What you’ll learn:
- How to build an indoor navigation solution, using sensor fusion.
- How the sensor-fusion system’s architecture is organized, with tasks partitioned between the CPU and DSP.
Sensors are most effective when they work together—combining data from multiple sources—in what’s called “sensor fusion.”
One application where this holds true is indoor navigation, using our cell phones. GPS won’t work indoors, and beacon-based navigation will only function in areas with beacon infrastructure. Instead, an effective approach is simultaneous localization and mapping (SLAM). SLAM can work any place that provides indoor maps, which are likely to be available in many areas such as office buildings or shopping malls.
SLAM also is valuable for augmented reality and virtual reality (AR/VR), adjusting the scene to the user’s location and where they’re looking, and for drones and robots in collision avoidance, among many other applications. The SLAM market is expected to grow to $465M by 2023 at a healthy 36% CAGR.
So how should you build an indoor navigation solution using SLAM and sensor fusion?
An Out-of-the-Box Implementation
Building your solution can be as easy as integrating optimized software modules or as customized as you want. I’ll start by describing how you would put together and test an out-of-the-box solution based on CEVA’s SensPro sensor hub DSP hardware, together with our SLAM and MotionEngine software modules to condition and manage motion input.
We need a camera and inertial measurement sensors (IMUs), a host CPU, and a DSP processor. We’ll use the CPU to host the MotionEngine and SLAM framework, and a DSP to offload heavy algorithmic SLAM tasks.
To simplify explanation, I’ll start with OrbSLAM, a widely used open-source implementation. This performs three major functions:
- Tracking: Handles visual frame-to-frame registration and localizes a new frame on the current map.
- Mapping: Adds points to the map and optimizes locally by creating and solving a complex set of linear equations.
- Loop closure: Optimizes globally by correcting at points where you return to a point you’ve already been. This is accomplished through solving a huge set of linear equations.

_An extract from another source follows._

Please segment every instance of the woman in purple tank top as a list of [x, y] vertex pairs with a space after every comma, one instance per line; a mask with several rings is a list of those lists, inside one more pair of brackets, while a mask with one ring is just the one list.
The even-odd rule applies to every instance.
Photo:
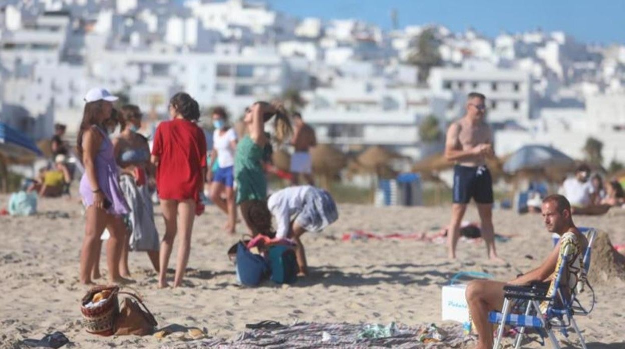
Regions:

Some of these functions can run very effectively inside the host app on a CPU core, such as the control and management functions unique to your application. On the other hand, the computational horsepower required means that some must run on the DSP to be practical or for competitive advantage.
For example, tracking might manage just one frame per second (fps) on a CPU, where feature extraction can burn 40% of the algorithm runtime. In contrast, a DSP implementation can achieve 30 fps, a resolution that will be important for fine-grained correlation between video and the movement sensor, or IMU.
There are easily understood reasons for this advantage. A DSP implementation provides very high parallelism and fixed/floating-point support, critical in tracking and in mapping. This is complemented by a special instruction set to accelerate feature extraction. An easy link between the host and the DSP lets you use the DSP as an accelerator to offload intensive computations to the SensPro DSP hardware.
Fusing IMUs with Vision
In this solution, CEVA provides two important components to handle sensor data: visual SLAM using the CEVA-SLAM SDK, and the CEVA MotionEngine software that solves IMU input for three of the six degrees of motion freedom.
Then, fusing the IMU and video information depends on an iterative algorithm that’s typically customized to suit application requirements. This last step correlates visual data with motion data to produce refined localization and mapping estimates. CEVA provides proven visual SLAM and the IMU MotionEngine as a solid foundation for fusion algorithm development. As mentioned previously, the algorithmically intensive functions making up most of this computation will run fastest on a DSP, such as CEVA’s SensPro2 platform.
Once you’ve built the prototype platform, it will, of course, require testing. Several SLAM datasets are available to help: Kitti is one example, EuroC is another. In the figure, we show an accuracy comparison between the OpenCV implementation and our CEVA-SLAM SDK implementation. You will want to do similar analyses on your product.
As mentioned previously, there are multiple ways to build a SLAM platform. For example, you don’t need to start from OrbSLAM, or you could mix in your own preferred or differentiated algorithms. These possibilities are readily supported in the SensPro sensor hub DSP.